”
郭闫大步上前,一把扯过玄黑袍。
入眼亮黄的一片,细看却哪里是什么伏虎图,分明万菊盛开,簇叠绽放。
禁军内侍们噤了声,整个密室已经被翻遍了,没有找到伏虎图,文书翻遍,也没有一点与谋逆沾边的证据,连架子上放着的宝物,也悉数是御赐之物,来路清明。

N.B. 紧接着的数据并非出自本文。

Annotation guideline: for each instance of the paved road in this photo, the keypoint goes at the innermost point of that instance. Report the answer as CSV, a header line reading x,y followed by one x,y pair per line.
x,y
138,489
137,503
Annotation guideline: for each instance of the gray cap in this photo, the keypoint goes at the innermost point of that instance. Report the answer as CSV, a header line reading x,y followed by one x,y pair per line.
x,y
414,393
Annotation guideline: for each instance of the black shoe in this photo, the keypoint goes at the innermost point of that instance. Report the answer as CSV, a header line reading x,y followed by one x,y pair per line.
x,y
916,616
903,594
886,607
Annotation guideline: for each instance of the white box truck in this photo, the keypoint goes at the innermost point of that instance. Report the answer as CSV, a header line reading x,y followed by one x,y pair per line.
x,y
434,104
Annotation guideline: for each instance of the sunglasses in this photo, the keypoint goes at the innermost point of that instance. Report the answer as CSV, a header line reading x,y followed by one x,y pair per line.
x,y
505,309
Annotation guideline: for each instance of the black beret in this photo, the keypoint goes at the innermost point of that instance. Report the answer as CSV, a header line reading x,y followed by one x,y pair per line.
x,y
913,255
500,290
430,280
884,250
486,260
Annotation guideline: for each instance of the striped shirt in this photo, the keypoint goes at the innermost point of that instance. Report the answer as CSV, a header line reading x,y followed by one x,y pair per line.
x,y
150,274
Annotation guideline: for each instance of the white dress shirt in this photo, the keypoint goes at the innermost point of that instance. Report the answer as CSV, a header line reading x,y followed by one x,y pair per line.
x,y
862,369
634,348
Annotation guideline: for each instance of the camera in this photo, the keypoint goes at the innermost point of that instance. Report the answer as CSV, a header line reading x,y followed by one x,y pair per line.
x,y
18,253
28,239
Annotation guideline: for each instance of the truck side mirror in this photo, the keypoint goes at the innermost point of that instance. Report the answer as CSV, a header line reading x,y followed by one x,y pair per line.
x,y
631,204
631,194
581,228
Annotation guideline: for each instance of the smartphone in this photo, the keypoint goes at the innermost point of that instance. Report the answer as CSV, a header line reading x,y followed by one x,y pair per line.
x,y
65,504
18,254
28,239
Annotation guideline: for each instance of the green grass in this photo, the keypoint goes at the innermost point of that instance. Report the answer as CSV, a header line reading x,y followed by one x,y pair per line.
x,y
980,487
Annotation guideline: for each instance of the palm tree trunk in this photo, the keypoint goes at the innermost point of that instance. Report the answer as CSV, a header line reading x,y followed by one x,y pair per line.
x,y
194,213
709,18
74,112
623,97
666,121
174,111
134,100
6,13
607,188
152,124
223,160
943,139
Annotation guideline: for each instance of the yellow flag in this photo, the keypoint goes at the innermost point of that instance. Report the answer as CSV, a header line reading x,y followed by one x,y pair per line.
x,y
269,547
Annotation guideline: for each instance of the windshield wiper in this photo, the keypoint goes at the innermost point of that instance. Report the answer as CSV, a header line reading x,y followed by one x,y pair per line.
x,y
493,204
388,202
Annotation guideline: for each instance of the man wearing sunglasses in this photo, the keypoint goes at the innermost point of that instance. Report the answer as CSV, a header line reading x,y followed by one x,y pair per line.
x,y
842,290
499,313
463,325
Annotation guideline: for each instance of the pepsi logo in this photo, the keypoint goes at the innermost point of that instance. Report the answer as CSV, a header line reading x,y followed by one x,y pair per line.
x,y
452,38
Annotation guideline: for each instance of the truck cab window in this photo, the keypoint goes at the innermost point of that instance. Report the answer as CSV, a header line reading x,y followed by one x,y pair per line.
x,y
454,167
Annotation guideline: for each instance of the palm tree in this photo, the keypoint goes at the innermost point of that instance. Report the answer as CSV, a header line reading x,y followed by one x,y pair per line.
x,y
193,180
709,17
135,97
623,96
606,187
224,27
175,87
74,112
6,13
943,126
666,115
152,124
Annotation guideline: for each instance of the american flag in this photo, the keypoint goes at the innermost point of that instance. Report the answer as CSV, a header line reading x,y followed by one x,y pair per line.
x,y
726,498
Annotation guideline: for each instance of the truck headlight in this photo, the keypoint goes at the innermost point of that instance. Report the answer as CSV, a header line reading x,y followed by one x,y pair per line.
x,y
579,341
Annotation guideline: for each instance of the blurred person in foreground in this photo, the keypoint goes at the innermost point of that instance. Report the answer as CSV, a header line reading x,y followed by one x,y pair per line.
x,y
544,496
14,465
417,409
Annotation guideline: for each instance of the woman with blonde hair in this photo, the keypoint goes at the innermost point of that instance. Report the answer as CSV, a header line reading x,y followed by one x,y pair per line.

近前的都御史松了口气,合手道,“是了,圣上寿诞将近,想必是送给圣上的贺礼。”
廷尉抚须,接话笑道,“这万寿菊绣得真不错,曲张怒放,配上山石松柏,都是长寿福禄的象征,乍眼一看,竟仿佛是真的长寿菊簇拥,国公府绣娘手艺了得。”
“明明是献给圣上的贺寿礼,怎生变成了伏虎图。”
“吓一跳。”
再看这不成样子的书房,好好的寿辰变成了这样,纵然畏惧阉党淫威,不少臣子也掩藏不住不满。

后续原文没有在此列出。